Here are two theories of how people make decisions.

One theory -- weighted decision making -- says that there are many factors that go into a decision. Each factor is given a weighting proportional to its importance, so it's not one vote per factor but rather the more important factors count for more. Then all the factors are added up, and the decision with the most support is made.

In this model, genes could have an influence in a decision for one side or another, and a 10% weighting, and thus would have some influence, and would sometimes tip the scales in close decisions. They could have a 50% influence in another type of decisions, and 90% in another. An environment could have different percent influence for each, and so on. Dozens of factors could be included. In general, there is no serious difficulty in proposing there's one more factor with a small weighting

In this model, the theory that genes have an influence, varying from 0% to 99%, and averaging around 50%, is plausible. It doesn't contradict anything about the model.

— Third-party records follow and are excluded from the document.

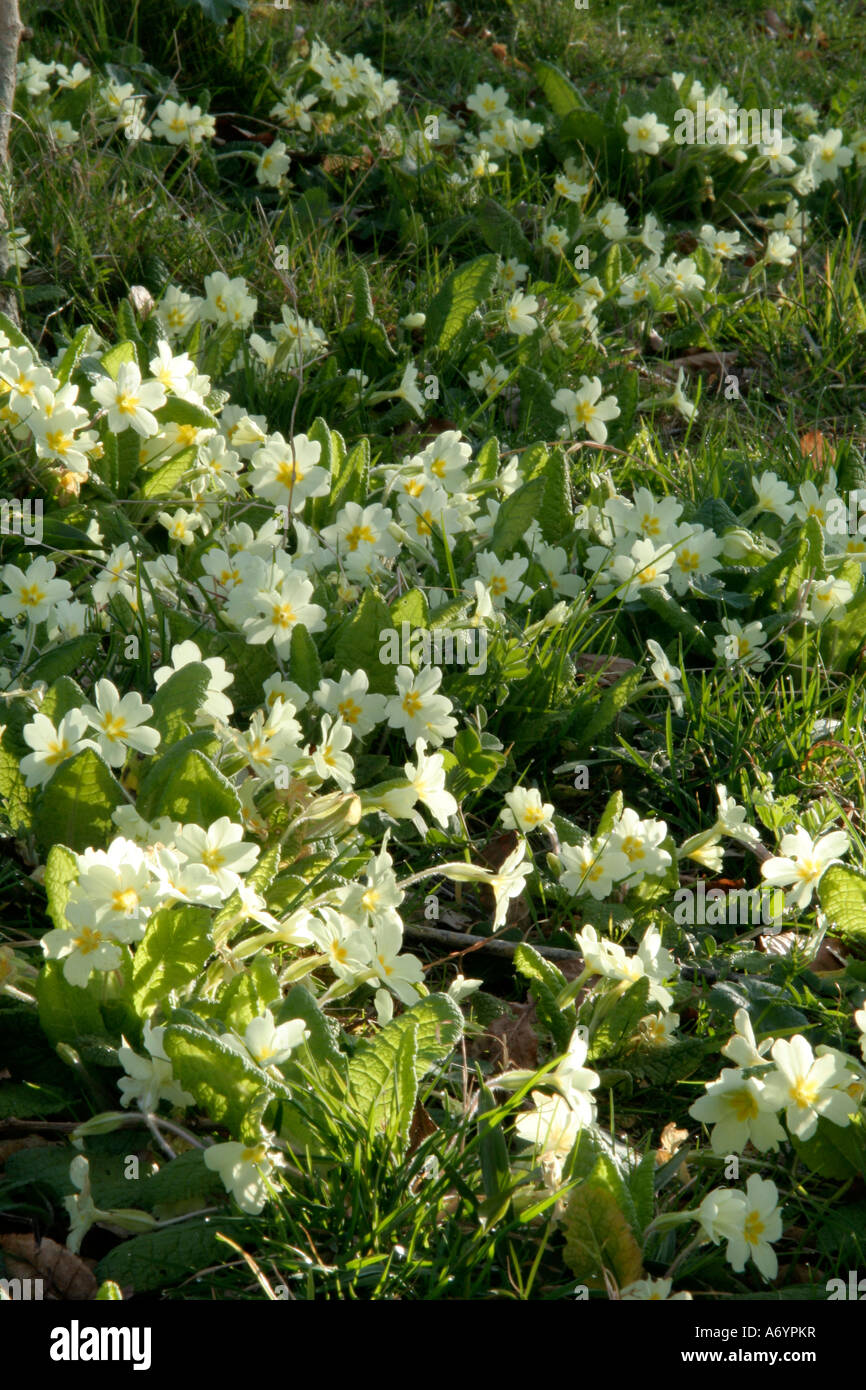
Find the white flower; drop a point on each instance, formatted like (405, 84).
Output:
(149, 1080)
(827, 599)
(640, 841)
(761, 1223)
(273, 164)
(330, 756)
(129, 401)
(221, 849)
(120, 723)
(585, 409)
(216, 705)
(773, 495)
(737, 1108)
(741, 645)
(82, 951)
(645, 134)
(399, 973)
(802, 862)
(52, 745)
(427, 781)
(741, 1048)
(267, 1043)
(526, 811)
(780, 249)
(519, 313)
(243, 1169)
(666, 674)
(352, 701)
(651, 1290)
(808, 1087)
(34, 592)
(551, 1127)
(726, 245)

The second theory -- explanatory decision making -- says that decisions are made by conjecturing a set of possible decisions, and then criticizing each possibility. If only one possibility remains, that decision is made. If more than one remains, that is a significant problem (omitting details for brevity, just understand that this is considered a rare case). How options are ruled out does not depend on weighting the importance of anything. It is an all or nothing proposition -- either the option survives a criticism or it doesn't. (The only way it's not all-or-nothing is that we might propose a variant of an option which changes a few things in order to survive the criticism.)

In this model, we never add anything up to get a result. Nothing ever outweighs something else. Rather we always find a single explanation of why we think our decision is the best one.

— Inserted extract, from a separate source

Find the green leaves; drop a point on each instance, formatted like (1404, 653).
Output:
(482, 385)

In this model, the way to influence the decision making process is to offer conjectures, explanations and criticism. That takes thought, or pre-existing relevant knowledge. And influences are never 10% or 50%. Rather they are good ideas that are accepted (or accepted with minor changes) or they are bad ideas that are rejected in full.

In this model, the theory that genes have an influence on decisions, averaging around 50%, is incoherent. It's incompatible with this model. The only time genes could have an influence is when they encode ideas which could be considered in the decision making process, and then accepted or rejected on their merits (the result would be exactly the same if the idea came from a friend or a gene -- it depends entirely on what the idea is).